Mo’ Data, Mo’ Problems?

February 22, 2013
Posted by Jay Livingston   

“Big data has trouble with big problems,” says David Brooks (here).
we’ve had huge debates over the best economic stimulus, with mountains of data, and as far as I know not a single major player in this debate has been persuaded by data to switch sides.
But it’s not the data that has trouble with big problems, it’s the “major players.” You can’t blame the data for the resistance of those players. 

I’m not sure who he means by that phrase. Politicians? If Brooks thinks a politician will renounce a cherished policy just because the data show it to be unfounded, he is indeed naive. 

But economists, too, cling to their theories, and for similar reasons. The theory has served them well in the past.  It rests on evidence, and it has explained and solved many problems.  The economists are like scientists in Thomas Kuhn’s Structure of Scientific Revolutions. They have been doing “normal science,” science framed by the dominant paradigm, and are now faced with an anomalous bit of evidence.  Kuhn doesn’t really blame them for not jettisoning the paradigm that has been the basis of their life’s work.  After all, the firm commitment to that paradigm, the belief that it can solve all its problems –  “that same assurance is what makes normal or puzzle solving science possible.”  And most science is normal science.

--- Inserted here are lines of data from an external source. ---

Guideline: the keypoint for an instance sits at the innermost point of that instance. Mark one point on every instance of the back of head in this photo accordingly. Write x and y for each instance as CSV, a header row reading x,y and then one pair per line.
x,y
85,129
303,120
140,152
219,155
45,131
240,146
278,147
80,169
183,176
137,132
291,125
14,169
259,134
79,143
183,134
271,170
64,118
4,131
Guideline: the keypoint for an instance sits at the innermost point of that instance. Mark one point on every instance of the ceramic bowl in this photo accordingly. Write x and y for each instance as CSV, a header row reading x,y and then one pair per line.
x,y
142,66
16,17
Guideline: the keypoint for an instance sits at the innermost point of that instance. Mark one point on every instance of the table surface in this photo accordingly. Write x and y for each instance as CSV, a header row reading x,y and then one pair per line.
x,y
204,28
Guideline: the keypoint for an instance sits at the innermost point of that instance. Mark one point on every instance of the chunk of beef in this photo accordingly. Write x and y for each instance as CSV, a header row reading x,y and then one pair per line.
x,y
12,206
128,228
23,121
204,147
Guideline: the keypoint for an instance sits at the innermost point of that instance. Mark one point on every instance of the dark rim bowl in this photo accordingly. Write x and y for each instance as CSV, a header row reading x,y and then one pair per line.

To abandon the old paradigm in favor of a new one, says Kuhn, is “a conversion experience.”  Scientists “whose productive careers have committed them to an older tradition of normal science” are unlikely converts.  He quotes Max Planck:
a new scientific truth does not triumph by convincing its opponents and making them see the light, but rather because its opponents eventually die, and a new generation grows up that is familiar with it.
Paul Krugman  has a better quote from Planck.  “Science progresses funeral by funeral.”